Government auditor Comptroller and Auditor General on Friday made a strong case for strengthening credit appraisal mechanism by state-owned IFCI, observing that over 50 percent loans audited by it were not as per the general lending policy.
Citing specific examples, the CAG in a report tabled in Parliament, said large amounts of loans were sanctioned to several companies in violation of laws.

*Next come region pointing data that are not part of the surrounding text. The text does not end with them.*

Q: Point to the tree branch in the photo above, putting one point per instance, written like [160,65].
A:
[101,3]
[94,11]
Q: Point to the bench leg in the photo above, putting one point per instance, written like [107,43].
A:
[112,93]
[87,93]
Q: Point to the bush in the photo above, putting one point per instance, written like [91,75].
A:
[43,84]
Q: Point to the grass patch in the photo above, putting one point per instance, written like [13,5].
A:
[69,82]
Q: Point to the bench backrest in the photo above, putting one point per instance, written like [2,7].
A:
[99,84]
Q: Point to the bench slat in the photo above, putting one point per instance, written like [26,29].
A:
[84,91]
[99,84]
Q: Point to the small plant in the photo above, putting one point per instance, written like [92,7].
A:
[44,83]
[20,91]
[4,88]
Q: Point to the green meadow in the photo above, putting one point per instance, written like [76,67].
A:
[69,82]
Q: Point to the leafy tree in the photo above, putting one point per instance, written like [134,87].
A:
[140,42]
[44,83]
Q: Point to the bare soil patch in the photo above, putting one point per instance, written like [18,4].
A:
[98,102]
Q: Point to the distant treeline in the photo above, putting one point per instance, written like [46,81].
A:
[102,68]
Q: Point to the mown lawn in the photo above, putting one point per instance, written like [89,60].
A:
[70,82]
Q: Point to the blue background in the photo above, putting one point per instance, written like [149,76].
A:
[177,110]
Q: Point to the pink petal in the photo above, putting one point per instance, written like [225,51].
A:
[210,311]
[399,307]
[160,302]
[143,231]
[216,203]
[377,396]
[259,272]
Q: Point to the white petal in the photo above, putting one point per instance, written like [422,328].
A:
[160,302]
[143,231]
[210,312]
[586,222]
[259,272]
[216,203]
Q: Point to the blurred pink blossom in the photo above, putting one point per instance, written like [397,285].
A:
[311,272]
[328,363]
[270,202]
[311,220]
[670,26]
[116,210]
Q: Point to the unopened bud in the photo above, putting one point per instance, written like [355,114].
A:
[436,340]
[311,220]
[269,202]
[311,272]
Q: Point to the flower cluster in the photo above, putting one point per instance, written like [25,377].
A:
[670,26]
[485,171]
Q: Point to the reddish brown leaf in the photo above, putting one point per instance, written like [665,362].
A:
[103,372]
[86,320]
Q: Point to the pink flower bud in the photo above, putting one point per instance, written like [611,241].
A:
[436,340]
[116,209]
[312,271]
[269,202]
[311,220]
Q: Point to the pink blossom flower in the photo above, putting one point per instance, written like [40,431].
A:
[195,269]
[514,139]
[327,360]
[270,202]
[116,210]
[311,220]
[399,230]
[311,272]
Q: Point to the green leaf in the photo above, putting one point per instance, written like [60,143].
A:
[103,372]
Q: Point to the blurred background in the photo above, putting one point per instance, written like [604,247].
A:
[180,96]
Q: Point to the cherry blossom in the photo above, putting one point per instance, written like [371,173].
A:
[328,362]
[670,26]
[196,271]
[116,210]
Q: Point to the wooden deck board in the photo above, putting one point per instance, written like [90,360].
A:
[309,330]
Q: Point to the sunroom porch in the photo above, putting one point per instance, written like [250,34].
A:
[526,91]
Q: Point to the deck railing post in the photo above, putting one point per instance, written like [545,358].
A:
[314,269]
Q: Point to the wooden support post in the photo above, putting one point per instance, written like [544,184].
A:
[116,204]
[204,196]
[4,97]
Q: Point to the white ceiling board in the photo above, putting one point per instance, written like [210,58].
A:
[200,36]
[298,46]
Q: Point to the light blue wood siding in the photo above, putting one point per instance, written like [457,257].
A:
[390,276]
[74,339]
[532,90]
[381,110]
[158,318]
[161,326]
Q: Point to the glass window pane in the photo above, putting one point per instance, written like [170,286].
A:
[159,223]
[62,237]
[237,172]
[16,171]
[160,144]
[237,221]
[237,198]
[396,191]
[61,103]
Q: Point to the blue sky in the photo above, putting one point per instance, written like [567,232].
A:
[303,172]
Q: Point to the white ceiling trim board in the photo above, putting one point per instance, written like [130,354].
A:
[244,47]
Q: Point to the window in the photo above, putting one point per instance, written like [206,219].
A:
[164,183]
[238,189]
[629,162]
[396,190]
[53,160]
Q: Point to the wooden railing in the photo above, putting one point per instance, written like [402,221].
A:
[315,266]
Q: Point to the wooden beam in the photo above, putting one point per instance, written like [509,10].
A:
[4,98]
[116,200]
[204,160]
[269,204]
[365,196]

Referring to a loan issued to Bhushan Steel, the CAG said the amount was sanctioned in violation of the extant general lending policy.
CAG Report In view of substantial increase in its debt burden as well as huge losses during 2014-15 and 2015-16, the chances of recovery of Rs 402.54 crore are doubtful.
In case of the Rs 500-crore loan sanctioned by IFCI to Reliance Infrastructure Ltd., the CAG said, "Due diligence was not exercised in accepting an unenforceable security resulting in non-creation of mortgage till date."
The report also mentions certain loans of IFCI to Monnet Ispat and Energy Ltd., Pipavav Defence and Offshore Engineering Company Ltd., and Pipavav Marine and Offshore Ltd..
The general lending policy (GLP) of the company, the report said, specifically prohibits the sanction of loan to the borrower whose promoter or whole-time directors are appearing in the 'wilful defaulters' list of Credit Information Bureau of India Ltd. (CIBIL).
"However, it was noticed that in three cases (two percent of the sample cases), the company had sanctioned the loans to the borrowers whose promoters/directors were appearing in the wilful defaulters list," the report said.
CAG reviewed 128 sanctioned loans and observed that in respect of 69 cases (54 percent), the loans were sanctioned in deviation from the eligibility criteria stipulated in the GLP. The auditor has suggested that the credit appraisal mechanism at the IFCI requires to be strengthened.
Further, "the company should strictly comply with the RBI guidelines applicable to Systemically Important Non-Deposit taking Non-Banking Financial Companies," the report said.
IFCI, formerly known as Industrial Finance Corporation of India, is a systemically important non-deposit taking non-banking financial company.
The CAG had taken up the Performance Audit on Credit Risk Management in IFCI up primarily due to its predominantly higher non performing asset ratio of 13.05 percent as compared to the industry's NPA ratio of 3 percent, and also in view of increase in unrealised interest to the tune of Rs 40638.98 crore from 2012-13 to 2015-16. CAG’s audit covered a period of four years from 2012-13 to 2015-16 in respect of loans sanctioned and disbursed.